Note. BPD = borderline personality disorder; TM = trait-matched group; NTM = non-trait-matched group; LOG = natural log-transformed; SQRT = square-root-transformed. SEs are in parentheses. Coefficients are in the scale of transformed variables. Model for cortisol was adjusted for age, time of day, and posttraumatic stress disorder (PTSD) symptoms; model for salivary alpha-amylase (sAA) was adjusted for major depressive disorder (MDD) and PTSD symptoms; model for negative affect was adjusted for age, dissociation, and PTSD. The significance of within-group model coefficients (i.e., intercept and changes over time within groups) are denoted by asterisks. Row means with different subscripts are significantly different from each other at p < .05.

*

p < .05.

**

p < .01.

***

p < .001.

Figure 1.

Figure 1

Figure 1

Open in a new tab

Model-predicted group trajectories for salivary cortisol (A), alpha-amylase (B), and subjective negative affect (C). BPD = borderline personality disorder; TM = trait-matched. NTM = non-trait-matched; TSST = Trier Social Stress Test. Model coefficients were back-transformed into original units of measurement for calculation of predicted mean values. Model for cortisol was adjusted for age, time of day, and current posttraumatic stress disorder (PTSD) symptoms; model for salivary alpha-amylase (sAA) was adjusted for current major depressive disorder (MDD) and PTSD symptoms; model for negative affect (NA) was adjusted for age, dissociation, and PTSD.

Primary Analyses

Cortisol

Cortisol models were adjusted for age, time of day, and current PTSD symptoms.
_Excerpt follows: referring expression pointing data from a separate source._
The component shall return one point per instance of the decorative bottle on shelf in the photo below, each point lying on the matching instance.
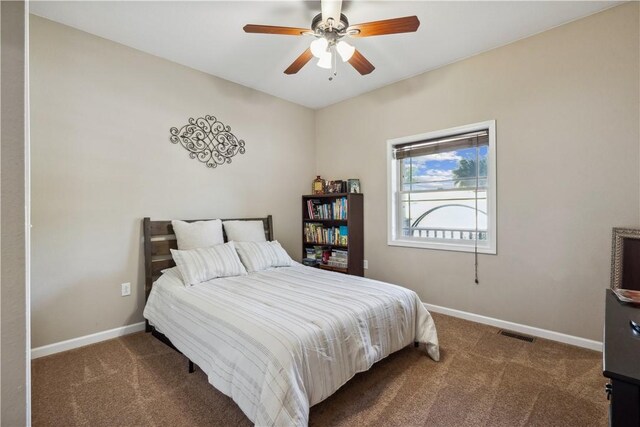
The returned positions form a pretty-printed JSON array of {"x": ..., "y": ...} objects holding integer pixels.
[{"x": 318, "y": 185}]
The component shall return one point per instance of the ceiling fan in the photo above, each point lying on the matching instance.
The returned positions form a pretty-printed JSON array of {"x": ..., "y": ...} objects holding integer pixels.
[{"x": 329, "y": 29}]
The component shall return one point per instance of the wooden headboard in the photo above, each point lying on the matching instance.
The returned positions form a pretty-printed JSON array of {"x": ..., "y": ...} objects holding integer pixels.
[{"x": 159, "y": 239}]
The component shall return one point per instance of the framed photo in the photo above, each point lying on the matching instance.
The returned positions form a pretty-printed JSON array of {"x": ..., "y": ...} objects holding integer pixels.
[
  {"x": 354, "y": 186},
  {"x": 334, "y": 186}
]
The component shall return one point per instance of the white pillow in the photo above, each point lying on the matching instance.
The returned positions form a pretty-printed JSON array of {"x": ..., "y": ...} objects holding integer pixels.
[
  {"x": 202, "y": 264},
  {"x": 245, "y": 231},
  {"x": 257, "y": 256},
  {"x": 199, "y": 234}
]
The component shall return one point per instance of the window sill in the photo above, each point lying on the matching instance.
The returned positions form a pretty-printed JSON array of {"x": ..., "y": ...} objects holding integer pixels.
[{"x": 454, "y": 247}]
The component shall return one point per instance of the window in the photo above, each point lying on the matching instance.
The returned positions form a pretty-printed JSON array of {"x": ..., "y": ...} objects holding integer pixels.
[{"x": 442, "y": 189}]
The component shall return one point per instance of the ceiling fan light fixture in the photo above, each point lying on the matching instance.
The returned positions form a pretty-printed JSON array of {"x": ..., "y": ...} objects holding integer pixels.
[
  {"x": 325, "y": 60},
  {"x": 319, "y": 47},
  {"x": 345, "y": 50}
]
The BPD group had significantly higher baseline cortisol relative to both comparison groups, with no significant difference between NTM and TM groups in baseline cortisol. As shown in Table 3, only the BPD group showed a significant decrease in cortisol during the resting phase prior to stress, although groups did not differ significantly in resting slopes.2 In addition, the BPD group showed a slower rate of stress-related cortisol increase relative to both comparison groups. In fact, only the BPD group failed to show significant stress-related cortisol increase, as evidenced by the nonsignificant reactivity slope. All groups demonstrated a significant decrease in cortisol during the recovery period, and groups did not differ in rates of cortisol recovery. Means (with SDs in parentheses) for total cortisol output (AUCG [in µg/dL]) in the NTM, TM, and BPD groups were 13.76 (7.39), 13.96 (7.76), and 12.96 (8.92), respectively. Groups did not differ in total cortisol output, F(2, 84) = 1.11, p = .34, η2 = .03.

Alpha-amylase

All sAA models were adjusted for MDD and PTSD symptoms. Groups did not differ in sAA intercept, suggesting no significant difference in baseline sAA levels upon study entry. However, as with resting cortisol, only the BPD group demonstrated a significant decrease in sAA during the resting phase prior to stress. The BPD and NTM groups showed a more rapid resting decline in sAA relative to the TM group prior to stress, and there was no significant difference in rate of decrease between BPD and NTM groups. Although the omnibus test of group differences in sAA reactivity slope did not quite reach significance, F(2, 118) = 2.84, p = .06, estimates of individual fixed effects revealed significantly slower rates of stress-related sAA reactivity in both the BPD and TM groups compared with the NTM group, and the BPD and TM groups did not differ in rates of stress-related sAA reactivity. All three groups demonstrated a significant decrease in sAA during the recovery phase, and groups did not differ in rates of sAA recovery. Means (and SDs) for total sAA output (AUCG [in U/mL]) in the NTM, TM, and BPD groups were 9,086.57 (5,249.05), 8,326.89 (6,367.78), and 9,798.98 (6,850.04), respectively. Groups did not differ in total sAA output, F(2, 85) = 0.27, p = .76, η2 = .01.

NA

NA models were adjusted for age, dissociation (DSS), and PTSD. The BPD group reported higher baseline NA compared with both NTM and TM groups, and there was no difference between NTM and TM groups in baseline NA. All groups demonstrated significant increases in NA in response to stress and significant decreases in NA during recovery, with no significant differences between groups in rates of stress-related NA reactivity or recovery. Means (and SDs) for average NA across all three administrations of the PANAS in the NTM, TM, and BPD groups were 15.54 (4.12), 17.38 (4.34), and 20.64 (5.65), respectively. Groups differed in average NA, F(2, 83) = 9.63, p < .001, η2 = .19, with the BPD group reporting higher overall elevation in NA relative to both control groups across the laboratory task (NTM vs. BPD, p = .001; TM vs. BPD, p = .009; NTM vs. TM, p = .50).

Discussion

This study sought to test clinical theories of affective dysregulation in BPD by examining subjective affective and psychobiological responses to a psychosocial stressor. BPD participants showed evidence of intense subjective negative affectivity at baseline that remained high with stress, as well as high resting HPA axis arousal, compared with both NTM and TM groups. However, specific to the stressor, the BPD group showed attenuated cortisol reactivity relative to both control groups. Our results for sAA were less clear, but suggested attenuated stress-related sAA reactivity in the BPD and TM groups relative to the NTM group. Groups did not differ in NA reactivity to stress, recovery to baseline on any measure, or total biomarker output levels.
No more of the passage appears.